他哑声大喊:“我先下去了,那你怎么办?”
“别逼我后悔,你大爷的,赶紧的,没时间了,废话多几句,我就踹你下去。”她也不知道自己怎么了,明明可以丢下这个少年,明明她的一颗心早已铁石心肠,可到了关键时刻,她又做不到对这个曾经对她也过救命之恩的人置之不理。
于秋深深的看了她一眼,鼻子一酸,在距离不到一百米的时候,使劲了全身的力气,纵身一跳,借着轻功,抱头滚在了道路上的一堆树叶之中,痛呼出声。
他立刻抬头,看向远方,大喊:“快下来,你快下来。”
然而,也仅仅不过顷刻之间,马车凶猛的撞在了转角石岩处,原本已经破旧的马车瞬间木头翻飞,马儿惨叫,一道黑色人影被抛了出来,在他瞪大了的瞳孔中,滚落在了山坡之下。
“丑女人。
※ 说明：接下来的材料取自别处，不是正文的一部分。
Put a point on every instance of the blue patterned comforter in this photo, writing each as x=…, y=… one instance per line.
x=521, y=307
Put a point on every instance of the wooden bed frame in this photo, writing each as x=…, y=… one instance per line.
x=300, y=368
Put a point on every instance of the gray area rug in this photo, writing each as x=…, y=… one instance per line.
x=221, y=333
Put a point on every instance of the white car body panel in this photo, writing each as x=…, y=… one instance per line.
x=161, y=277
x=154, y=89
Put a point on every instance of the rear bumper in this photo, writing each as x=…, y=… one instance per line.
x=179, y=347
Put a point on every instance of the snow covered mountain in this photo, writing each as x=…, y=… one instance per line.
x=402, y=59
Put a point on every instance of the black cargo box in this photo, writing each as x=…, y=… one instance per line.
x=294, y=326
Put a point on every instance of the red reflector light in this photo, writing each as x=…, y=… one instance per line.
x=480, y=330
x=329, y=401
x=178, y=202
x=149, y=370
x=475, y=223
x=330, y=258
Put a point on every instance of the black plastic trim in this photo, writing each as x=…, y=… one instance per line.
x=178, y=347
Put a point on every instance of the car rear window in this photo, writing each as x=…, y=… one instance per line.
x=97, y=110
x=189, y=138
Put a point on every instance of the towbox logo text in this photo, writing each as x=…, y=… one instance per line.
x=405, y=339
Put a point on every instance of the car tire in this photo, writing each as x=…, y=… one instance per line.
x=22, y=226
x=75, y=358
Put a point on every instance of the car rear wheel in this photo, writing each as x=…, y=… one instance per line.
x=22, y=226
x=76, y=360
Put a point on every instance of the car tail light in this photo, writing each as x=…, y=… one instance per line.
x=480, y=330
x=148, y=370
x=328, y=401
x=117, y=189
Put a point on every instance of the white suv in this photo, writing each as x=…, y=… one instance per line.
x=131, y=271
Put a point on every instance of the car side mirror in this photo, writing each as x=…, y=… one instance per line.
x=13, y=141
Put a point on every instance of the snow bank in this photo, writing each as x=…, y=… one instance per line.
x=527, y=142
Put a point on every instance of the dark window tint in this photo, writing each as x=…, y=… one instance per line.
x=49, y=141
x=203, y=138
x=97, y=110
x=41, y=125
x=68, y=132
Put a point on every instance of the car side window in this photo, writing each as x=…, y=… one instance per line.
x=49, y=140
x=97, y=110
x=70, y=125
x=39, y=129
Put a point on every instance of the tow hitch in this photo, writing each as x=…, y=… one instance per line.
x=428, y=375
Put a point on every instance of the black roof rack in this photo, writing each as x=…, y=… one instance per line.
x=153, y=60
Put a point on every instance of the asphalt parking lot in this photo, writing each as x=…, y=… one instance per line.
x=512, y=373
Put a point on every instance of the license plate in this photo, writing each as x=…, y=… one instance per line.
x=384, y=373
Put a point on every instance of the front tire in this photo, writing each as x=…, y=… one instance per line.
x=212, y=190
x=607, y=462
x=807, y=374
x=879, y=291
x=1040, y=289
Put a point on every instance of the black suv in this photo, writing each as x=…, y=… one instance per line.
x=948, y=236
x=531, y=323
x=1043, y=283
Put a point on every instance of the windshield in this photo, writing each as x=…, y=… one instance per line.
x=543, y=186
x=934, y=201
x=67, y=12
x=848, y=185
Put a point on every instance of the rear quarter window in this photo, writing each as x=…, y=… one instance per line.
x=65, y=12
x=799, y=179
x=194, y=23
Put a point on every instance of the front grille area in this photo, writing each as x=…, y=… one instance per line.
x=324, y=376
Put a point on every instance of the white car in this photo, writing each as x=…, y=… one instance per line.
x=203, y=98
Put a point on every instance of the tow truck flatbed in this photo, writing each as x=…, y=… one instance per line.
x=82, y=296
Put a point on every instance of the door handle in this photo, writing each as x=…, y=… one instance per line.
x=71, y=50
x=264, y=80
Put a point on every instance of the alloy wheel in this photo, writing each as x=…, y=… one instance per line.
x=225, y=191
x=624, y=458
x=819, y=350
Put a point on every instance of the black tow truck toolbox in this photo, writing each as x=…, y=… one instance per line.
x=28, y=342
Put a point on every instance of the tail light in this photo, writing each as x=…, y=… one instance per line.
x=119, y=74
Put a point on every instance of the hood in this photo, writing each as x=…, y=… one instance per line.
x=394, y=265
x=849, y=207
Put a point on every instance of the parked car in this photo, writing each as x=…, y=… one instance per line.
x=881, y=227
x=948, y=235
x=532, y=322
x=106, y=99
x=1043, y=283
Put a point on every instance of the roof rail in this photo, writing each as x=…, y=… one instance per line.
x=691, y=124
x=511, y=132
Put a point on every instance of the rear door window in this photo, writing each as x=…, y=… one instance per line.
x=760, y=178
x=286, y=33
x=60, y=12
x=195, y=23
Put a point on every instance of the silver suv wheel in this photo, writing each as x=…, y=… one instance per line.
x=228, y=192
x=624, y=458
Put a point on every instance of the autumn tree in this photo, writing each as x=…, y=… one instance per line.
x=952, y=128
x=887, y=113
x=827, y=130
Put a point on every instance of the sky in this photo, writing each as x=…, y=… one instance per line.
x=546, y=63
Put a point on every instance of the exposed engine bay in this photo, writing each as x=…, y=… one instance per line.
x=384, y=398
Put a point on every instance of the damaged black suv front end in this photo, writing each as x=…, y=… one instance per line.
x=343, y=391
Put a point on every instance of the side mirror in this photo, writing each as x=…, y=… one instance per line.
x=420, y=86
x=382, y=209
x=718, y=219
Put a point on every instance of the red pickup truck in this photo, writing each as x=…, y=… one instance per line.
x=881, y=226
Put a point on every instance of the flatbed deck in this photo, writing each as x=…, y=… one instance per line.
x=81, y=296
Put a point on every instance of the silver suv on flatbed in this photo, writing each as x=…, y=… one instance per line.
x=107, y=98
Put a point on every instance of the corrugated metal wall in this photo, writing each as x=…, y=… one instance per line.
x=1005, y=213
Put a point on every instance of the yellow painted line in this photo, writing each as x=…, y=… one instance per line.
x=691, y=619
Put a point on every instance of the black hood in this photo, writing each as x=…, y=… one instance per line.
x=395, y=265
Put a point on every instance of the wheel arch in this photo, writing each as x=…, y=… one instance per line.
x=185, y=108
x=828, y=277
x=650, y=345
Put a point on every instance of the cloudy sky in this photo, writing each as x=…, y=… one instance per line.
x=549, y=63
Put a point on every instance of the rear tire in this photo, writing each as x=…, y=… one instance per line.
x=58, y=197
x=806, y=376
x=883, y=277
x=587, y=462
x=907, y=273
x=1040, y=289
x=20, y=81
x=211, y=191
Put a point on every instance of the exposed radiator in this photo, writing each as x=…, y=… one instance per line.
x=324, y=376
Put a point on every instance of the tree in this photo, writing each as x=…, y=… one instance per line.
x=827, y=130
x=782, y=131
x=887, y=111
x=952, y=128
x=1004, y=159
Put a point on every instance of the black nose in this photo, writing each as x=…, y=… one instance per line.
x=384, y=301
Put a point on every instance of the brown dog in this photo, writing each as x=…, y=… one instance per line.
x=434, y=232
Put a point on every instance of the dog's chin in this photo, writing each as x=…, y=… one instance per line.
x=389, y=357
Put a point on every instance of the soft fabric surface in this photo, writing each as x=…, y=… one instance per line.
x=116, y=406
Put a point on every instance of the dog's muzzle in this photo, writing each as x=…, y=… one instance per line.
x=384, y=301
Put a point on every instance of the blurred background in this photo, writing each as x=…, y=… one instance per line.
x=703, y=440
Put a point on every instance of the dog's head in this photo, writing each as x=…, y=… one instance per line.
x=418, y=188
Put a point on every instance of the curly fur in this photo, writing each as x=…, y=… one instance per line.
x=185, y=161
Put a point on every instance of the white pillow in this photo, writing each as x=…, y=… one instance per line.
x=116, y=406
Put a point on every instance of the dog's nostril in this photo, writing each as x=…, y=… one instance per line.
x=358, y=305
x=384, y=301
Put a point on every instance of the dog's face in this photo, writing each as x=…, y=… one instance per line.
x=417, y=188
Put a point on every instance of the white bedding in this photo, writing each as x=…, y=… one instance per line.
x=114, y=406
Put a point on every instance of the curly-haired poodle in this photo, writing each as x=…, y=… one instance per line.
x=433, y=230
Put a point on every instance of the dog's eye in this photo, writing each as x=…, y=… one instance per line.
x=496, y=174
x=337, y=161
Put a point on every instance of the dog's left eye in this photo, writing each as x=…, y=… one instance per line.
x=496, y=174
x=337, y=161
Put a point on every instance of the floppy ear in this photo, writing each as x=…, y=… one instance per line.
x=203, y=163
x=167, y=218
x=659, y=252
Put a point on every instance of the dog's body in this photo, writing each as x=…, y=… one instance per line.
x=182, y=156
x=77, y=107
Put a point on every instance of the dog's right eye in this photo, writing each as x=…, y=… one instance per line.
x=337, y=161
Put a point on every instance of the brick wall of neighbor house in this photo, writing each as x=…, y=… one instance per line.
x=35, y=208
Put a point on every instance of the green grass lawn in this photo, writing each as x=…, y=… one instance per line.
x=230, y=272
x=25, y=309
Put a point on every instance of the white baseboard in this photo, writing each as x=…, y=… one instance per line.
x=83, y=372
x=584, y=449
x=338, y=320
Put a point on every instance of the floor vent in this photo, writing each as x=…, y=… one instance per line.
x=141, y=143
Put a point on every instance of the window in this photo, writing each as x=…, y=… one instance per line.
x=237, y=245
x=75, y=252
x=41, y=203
”于秋惊魄大喊,也不知道哪里来的力气,踉踉跄跄爬起身,不顾身上滴答着血迹的伤口,一步一步走到了那道路边缘。
一眼望去,只见满目青色的山坡之下,一条明显被滚过的痕迹一路往下,最终止于一条深不见底的湖泊之中,而那波光潋滟的湖面上,还泛着一圈圈的涟漪。
于秋目光呆滞的看着那湖面,颓败的坐在地上,眼泪直流。
不,他要赶紧找人救她。
眸中闪过一片坚定,拖着疼痛无比的身躯,步步艰难往一个方向而去。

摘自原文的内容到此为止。